So yeah, things haven't been good. Severino's 15-day DL jaunt will include at least one minor league rehab start, according to Brian Cashman. The GM wouldn't offer any vote of confidence beyond that, so if things go a certain way in the Yankees rotation–if CC Sabathia returns healthy from his own injury and Ivan Nova continues to pitch well–it's very possible that Severino's "rehab" will play out more like a demotion. There's a good chance he won't put on a Yankees uniform for much longer than 15 days. That would be a bigger disappointment than seven lousy starts.

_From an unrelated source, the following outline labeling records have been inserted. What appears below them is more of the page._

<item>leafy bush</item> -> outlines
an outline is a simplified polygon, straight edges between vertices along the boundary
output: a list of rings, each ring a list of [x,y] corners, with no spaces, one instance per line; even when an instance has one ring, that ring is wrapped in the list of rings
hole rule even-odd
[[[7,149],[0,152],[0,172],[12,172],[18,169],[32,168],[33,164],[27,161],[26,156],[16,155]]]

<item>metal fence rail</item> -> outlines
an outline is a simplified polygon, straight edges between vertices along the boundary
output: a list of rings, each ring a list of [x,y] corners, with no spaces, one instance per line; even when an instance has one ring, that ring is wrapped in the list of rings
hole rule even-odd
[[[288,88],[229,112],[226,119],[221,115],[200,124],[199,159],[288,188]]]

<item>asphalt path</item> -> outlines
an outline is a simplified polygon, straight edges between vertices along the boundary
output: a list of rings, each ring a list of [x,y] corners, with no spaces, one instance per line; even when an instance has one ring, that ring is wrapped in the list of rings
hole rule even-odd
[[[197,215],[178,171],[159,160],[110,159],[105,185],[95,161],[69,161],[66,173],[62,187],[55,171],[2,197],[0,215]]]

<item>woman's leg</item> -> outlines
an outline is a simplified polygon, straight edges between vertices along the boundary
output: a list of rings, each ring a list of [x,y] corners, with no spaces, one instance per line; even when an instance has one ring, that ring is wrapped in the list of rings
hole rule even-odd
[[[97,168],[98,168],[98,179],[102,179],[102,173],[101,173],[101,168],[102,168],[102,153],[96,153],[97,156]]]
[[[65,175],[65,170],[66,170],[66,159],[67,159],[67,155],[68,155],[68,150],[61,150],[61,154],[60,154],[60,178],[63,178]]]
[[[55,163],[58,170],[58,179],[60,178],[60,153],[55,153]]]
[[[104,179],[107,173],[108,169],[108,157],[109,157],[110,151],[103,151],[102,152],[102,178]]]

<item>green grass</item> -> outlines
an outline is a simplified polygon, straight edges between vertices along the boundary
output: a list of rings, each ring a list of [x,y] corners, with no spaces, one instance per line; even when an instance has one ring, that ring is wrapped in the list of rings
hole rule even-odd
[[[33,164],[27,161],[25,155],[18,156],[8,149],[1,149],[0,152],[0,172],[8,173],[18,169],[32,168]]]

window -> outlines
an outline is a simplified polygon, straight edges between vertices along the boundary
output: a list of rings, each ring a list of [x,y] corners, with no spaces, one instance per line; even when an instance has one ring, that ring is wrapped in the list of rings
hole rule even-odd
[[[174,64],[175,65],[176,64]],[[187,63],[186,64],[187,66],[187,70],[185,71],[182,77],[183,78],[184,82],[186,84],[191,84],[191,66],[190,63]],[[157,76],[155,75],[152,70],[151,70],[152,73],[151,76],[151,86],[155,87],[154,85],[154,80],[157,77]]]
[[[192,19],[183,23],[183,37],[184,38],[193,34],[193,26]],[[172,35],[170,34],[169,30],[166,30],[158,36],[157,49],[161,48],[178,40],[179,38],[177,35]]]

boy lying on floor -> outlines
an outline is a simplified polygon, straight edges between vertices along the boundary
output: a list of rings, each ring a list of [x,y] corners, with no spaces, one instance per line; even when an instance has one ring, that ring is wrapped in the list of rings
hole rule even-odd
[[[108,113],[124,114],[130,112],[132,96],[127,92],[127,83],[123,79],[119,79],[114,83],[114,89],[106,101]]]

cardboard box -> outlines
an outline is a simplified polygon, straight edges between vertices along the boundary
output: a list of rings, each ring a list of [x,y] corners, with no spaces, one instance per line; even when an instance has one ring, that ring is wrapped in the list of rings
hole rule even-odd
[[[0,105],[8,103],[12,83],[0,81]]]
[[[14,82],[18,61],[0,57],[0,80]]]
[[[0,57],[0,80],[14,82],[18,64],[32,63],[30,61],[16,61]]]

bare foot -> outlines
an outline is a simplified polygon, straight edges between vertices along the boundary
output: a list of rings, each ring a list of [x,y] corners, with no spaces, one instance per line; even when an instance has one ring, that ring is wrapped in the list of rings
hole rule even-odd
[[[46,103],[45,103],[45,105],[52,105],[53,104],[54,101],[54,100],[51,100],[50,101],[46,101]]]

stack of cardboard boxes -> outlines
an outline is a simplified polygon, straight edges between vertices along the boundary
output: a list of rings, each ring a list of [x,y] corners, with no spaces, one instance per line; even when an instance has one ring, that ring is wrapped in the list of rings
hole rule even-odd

Building pitchers is hard work that often comes without a quick reward.. Severino's only 22, but he's been in the Yankees organization since he was 17, and has been on the big league radar since he lit up rookie ball at 18 in 2012. It feels like he should be a finished product by now. That's why the temptation is strong to send him down to "work it out" against minor league hitters...to "get his confidence back", "preserve his value" and all that. It's the easier answer when things don't go perfectly. Just like it was easier to move Joba Chamberlain to the pen when the Yankees needed a bridge to Mariano in 2007. Just like it was easier to move Hughes there when he struggled in 2008 and 2009. The tougher choice is to give Severino a real opportunity to straighten out his command problems, even it that means grimacing every time he takes the mound for a while.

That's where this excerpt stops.